Shia responded to both women's accusations in a statement to the newspaper. "I'm not in any position to tell anyone how my behavior made them feel," he said in an email to the newspaper. "I have no excuses for my alcoholism or aggression, only rationalizations. I have been abusive to myself and everyone around me for years. I have a history of hurting the people closest to me. I'm ashamed of that history and am sorry to those I hurt. There is nothing else I can really say."

In a separate email to the publication, the Disney Channel alum claimed "many of these allegations are not true." However, he said he owed the women "the opportunity to air their statements publicly and accept accountability for those things I have done."

He further shared he's a "sober member of a 12-step program" and in therapy. "I am not cured of my PTSD and alcoholism," he wrote, "but I am committed to doing what I need to do to recover, and I will forever be sorry to the people that I may have harmed along the way."

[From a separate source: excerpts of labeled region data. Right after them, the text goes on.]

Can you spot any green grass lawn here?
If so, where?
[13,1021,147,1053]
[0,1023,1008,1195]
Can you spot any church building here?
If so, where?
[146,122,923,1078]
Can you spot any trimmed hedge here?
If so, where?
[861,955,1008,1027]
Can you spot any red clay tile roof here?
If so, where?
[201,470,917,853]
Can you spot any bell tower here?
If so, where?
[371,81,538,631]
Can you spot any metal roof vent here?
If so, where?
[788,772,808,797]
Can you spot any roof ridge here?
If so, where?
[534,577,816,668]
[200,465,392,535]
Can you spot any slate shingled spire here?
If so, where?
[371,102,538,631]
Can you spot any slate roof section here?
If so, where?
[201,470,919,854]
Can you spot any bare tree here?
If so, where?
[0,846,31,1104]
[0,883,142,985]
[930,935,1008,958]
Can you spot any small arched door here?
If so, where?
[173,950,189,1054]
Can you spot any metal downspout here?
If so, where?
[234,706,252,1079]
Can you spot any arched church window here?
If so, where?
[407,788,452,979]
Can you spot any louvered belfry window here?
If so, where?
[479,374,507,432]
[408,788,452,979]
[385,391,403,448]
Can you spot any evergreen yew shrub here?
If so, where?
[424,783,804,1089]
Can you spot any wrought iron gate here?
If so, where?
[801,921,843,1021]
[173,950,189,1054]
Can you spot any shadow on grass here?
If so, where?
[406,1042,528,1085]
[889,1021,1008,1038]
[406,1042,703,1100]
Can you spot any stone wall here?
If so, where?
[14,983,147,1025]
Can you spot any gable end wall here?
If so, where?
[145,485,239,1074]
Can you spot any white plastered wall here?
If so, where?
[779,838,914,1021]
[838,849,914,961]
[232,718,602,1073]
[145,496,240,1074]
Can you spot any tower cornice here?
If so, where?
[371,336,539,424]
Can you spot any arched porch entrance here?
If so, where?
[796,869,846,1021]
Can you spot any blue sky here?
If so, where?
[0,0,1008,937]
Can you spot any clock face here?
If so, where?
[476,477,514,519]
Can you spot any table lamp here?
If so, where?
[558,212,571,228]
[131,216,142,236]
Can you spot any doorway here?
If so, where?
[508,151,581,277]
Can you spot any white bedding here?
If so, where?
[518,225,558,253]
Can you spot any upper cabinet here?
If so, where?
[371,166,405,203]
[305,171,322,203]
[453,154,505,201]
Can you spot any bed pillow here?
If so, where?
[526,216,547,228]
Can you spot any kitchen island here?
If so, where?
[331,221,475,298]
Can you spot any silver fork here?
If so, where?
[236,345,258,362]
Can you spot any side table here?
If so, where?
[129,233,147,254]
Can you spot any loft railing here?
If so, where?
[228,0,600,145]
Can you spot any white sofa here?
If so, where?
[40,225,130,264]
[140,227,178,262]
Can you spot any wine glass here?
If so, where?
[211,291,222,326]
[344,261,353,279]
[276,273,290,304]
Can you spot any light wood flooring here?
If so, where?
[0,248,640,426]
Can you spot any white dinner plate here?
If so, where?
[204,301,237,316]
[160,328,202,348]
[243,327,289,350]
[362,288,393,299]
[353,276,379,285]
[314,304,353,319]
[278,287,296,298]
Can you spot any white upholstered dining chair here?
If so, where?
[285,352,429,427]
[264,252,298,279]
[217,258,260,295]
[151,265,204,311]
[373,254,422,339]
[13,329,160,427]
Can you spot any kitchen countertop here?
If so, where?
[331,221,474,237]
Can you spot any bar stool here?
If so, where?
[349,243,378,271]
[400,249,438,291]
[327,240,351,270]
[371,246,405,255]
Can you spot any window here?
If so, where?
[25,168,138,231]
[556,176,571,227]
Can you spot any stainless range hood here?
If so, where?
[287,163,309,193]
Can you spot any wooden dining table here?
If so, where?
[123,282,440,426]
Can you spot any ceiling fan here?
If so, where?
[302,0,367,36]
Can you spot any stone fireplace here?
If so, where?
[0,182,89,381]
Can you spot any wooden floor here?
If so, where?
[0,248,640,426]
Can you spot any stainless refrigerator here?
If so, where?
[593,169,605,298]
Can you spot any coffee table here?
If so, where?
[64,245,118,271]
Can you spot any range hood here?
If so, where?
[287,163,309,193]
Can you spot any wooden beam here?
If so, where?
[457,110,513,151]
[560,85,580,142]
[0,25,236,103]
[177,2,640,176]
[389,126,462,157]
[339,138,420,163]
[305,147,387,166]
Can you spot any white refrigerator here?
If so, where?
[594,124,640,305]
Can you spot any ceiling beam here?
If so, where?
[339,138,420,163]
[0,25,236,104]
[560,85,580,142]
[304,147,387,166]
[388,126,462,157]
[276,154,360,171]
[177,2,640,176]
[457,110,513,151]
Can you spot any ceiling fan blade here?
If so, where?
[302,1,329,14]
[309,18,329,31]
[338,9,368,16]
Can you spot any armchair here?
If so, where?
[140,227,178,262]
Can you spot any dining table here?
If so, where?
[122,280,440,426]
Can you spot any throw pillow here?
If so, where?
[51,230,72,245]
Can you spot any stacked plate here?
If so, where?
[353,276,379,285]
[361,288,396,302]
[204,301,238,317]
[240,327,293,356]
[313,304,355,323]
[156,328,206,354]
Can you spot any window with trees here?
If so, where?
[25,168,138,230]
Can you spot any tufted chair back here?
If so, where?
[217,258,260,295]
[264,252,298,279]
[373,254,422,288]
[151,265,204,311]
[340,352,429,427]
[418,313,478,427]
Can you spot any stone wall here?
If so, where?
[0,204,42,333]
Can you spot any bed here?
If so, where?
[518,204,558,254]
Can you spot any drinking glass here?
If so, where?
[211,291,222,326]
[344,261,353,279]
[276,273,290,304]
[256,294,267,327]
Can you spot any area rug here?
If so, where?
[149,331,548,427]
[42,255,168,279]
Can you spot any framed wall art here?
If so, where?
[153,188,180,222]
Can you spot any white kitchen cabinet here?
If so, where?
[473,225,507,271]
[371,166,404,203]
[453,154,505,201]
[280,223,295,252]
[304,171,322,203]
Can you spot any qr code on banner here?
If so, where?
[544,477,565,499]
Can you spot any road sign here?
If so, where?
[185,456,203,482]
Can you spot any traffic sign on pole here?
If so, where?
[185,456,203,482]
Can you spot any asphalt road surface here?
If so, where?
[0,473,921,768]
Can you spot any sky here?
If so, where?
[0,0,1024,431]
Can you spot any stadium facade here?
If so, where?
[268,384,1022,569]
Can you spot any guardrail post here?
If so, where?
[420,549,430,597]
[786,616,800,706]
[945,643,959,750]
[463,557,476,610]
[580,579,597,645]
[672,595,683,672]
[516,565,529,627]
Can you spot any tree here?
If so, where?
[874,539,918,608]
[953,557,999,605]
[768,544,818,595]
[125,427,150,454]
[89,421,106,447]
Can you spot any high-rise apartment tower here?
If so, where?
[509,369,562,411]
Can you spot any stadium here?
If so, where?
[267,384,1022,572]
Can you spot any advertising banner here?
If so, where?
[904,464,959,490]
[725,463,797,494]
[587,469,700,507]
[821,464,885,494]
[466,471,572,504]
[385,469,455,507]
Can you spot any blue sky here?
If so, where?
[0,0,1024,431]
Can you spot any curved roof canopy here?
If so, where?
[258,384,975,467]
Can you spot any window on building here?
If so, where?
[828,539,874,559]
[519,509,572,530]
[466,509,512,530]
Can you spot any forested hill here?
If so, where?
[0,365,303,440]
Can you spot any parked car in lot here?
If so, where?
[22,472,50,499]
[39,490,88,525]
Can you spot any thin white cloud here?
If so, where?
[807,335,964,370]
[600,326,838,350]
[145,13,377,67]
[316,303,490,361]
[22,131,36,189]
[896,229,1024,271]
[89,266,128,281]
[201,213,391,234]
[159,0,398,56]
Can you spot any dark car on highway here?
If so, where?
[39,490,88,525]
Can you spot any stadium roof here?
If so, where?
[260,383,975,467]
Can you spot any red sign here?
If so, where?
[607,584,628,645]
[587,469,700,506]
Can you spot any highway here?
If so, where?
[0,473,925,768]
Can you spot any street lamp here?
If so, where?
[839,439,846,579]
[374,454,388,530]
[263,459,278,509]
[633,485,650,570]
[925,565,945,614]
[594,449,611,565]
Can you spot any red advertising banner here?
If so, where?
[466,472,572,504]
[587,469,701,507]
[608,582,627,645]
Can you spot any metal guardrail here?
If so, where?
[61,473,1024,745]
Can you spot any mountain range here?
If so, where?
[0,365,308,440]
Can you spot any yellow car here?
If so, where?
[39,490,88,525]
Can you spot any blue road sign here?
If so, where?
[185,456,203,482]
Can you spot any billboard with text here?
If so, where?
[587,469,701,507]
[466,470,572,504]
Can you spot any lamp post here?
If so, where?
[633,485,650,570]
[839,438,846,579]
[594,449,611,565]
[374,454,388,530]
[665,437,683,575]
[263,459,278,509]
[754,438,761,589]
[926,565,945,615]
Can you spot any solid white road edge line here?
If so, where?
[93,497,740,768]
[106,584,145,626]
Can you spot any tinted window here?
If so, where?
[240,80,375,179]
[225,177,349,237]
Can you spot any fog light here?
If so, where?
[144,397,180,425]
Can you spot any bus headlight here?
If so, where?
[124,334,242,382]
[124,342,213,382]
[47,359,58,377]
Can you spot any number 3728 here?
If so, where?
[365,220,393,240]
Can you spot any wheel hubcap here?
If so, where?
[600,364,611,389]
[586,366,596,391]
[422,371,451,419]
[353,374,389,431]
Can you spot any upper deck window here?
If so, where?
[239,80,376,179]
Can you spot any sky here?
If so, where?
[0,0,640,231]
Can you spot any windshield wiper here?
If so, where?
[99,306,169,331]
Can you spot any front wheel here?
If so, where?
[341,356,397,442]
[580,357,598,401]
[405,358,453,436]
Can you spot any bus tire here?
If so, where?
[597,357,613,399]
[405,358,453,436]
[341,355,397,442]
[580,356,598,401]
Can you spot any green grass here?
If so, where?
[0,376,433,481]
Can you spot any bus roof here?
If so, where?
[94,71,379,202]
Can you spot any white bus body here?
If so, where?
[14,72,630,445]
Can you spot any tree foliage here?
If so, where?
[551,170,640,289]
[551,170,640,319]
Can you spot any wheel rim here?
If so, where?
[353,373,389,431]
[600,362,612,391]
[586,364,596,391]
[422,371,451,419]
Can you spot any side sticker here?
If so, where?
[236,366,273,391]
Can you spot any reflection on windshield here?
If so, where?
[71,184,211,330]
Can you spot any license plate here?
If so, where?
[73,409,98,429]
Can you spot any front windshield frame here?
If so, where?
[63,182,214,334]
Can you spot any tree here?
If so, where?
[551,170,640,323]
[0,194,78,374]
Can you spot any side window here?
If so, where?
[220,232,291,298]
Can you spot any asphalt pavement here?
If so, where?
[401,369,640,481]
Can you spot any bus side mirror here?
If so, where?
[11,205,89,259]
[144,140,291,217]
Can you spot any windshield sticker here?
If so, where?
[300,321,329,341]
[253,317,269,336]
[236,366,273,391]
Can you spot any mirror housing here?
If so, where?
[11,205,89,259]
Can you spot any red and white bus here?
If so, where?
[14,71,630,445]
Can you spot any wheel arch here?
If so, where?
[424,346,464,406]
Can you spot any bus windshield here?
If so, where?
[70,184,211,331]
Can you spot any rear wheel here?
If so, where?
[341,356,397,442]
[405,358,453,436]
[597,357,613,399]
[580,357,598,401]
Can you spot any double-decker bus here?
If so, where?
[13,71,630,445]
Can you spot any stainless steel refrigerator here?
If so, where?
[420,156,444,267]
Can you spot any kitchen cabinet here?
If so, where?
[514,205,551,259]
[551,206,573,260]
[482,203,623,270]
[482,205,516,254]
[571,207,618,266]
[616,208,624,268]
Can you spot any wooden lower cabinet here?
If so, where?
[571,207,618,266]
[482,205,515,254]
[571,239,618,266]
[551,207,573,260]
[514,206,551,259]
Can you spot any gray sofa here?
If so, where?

E! News also reached out to Shia's team for comment but did not hear back.

FKA twigs posted about the lawsuit in a statement on Instagram. "It may be surprising to you to learn that I was in an emotionally and physically abusive relationship," she wrote. "It was hard for me to process too, during and after I never thought something like this would happen to me which is why I have decided it's important for me to talk about it and try to help people understand that when you are under the coercive control of an abuser or in an intimate partner violent relationship leaving doesn't feel like a safe or achievable option."

The artist noted she hoped that by sharing her experience she could help others feel like they're not alone and "shed some light on how those who are worried somebody they care about may be in an abusive relationship can help."

"The statistics on domestically abusive and intimate partner violence relationships are shocking and during covid, I have been really anxious because I know many victims will have been literally trapped with their abusers with no relief or way to get out," she wrote. "My second worst nightmare is being forced to share with the world that I am a survivor of domestic violence. My first worst nightmare is not telling anyone and knowing that I could have helped even just one person by sharing my story."

Near the end of her post, she shared a list of organizations, including FreeFrom, the National Domestic Violence Hotline and Sistah Space. 

"What I went through with Shia was the worst thing I've ever been through in the whole of my life," she told The New York Times. "I don't think people would ever think that it would happen to me. But I think that's the thing. It can happen to anybody."